MARY DACRE (c.1536-April 12,1611+)
Mary Dacre was born in Gilsland, Cumberland, the fourth daughter of William, 3rd baron Dacre of the North (April 29, 1500-November 18, 1563) and Elizabeth Talbot (d.1559). On October 21, 1558, she married Alexander Culpeper of Bedgebury (c.1535-January 19, 1599). She the mother of Anthony Culpeper (d.1618). She was listed as a recusant in 1611. Portrait: effigy on Culpeper tomb (carved 1599 and erected 1608) in Goudhurst Church, Kent.

MARY DACRE (July 4, 1563-April 7, 1578)
Mary Dacre was the daughter of Thomas Dacre, 4th baron Dacre of the North (c.1526-July 25, 1566) and Elizabeth Leyburne (d. September 4, 1567). During her mother’s short-lived marriage to the duke of Norfolk, Mary was betrothed to one of the duke’s sons, Thomas Howard, later earl of Suffolk (1561-1626), and had married him by May 9, 1577. Charlotte Merton, in The Women who served Queen Mary and Queen Elizabeth, advances the theory that Mary Dacre was the “Ladie M. Howarde” Sir John Harington referred to, in 1606, when he related the following story in a letter to Robert Markham. A lady at court appeared in “a rich border powdered wyth golde and pearle, and a velvet suite belonging thereto.” The queen, annoyed that “it exeeded her own” clothing, got hold of the outfit and put it on. The “kirtle and border was far too shorte for her Majesties height; and she askede every one, How they likede her new-fancied suit? At lengthe she asked the owner herself, If it was not made too short and ill-becoming?
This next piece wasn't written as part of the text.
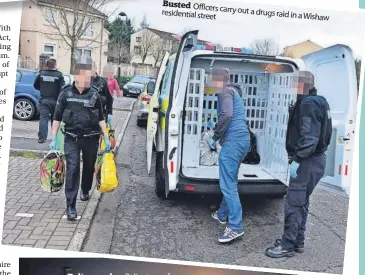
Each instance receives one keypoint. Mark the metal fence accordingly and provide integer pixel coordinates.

Which the poor Ladie did  presentlie consente to. Why then if it became not me, as being too short, I am minded it shall never become thee, as being too fine; so it fitteth neither well. This sharp rebuke abashed the Ladie, and she never adorned her herewith any more. I believe the vestment was laid up till after the Queenes death.” Attempts to identify M. Howarde, usually connect the story to one of the Mary Howards who were maids of honor to Elizabeth during her long reign (see MARY HOWARD), but Merton argues that since Harington says he was “a boye” at the time of the incident, it must have taken place in about 1577, around the same time that Mary Dacre, Lady Thomas Howard, would have made her first appearance at court. Although Mary had been raised in the household of the duke of Norfolk from about age three until about age nine, he was executed for treason in 1572, after which it might not have been considered essential to educate her in the ways of the royal court. This lack could account for her decision to wear clothing above her station. She would also have been very young. She died at Saffron Walden a few months before her fifteenth birthday. She had no children.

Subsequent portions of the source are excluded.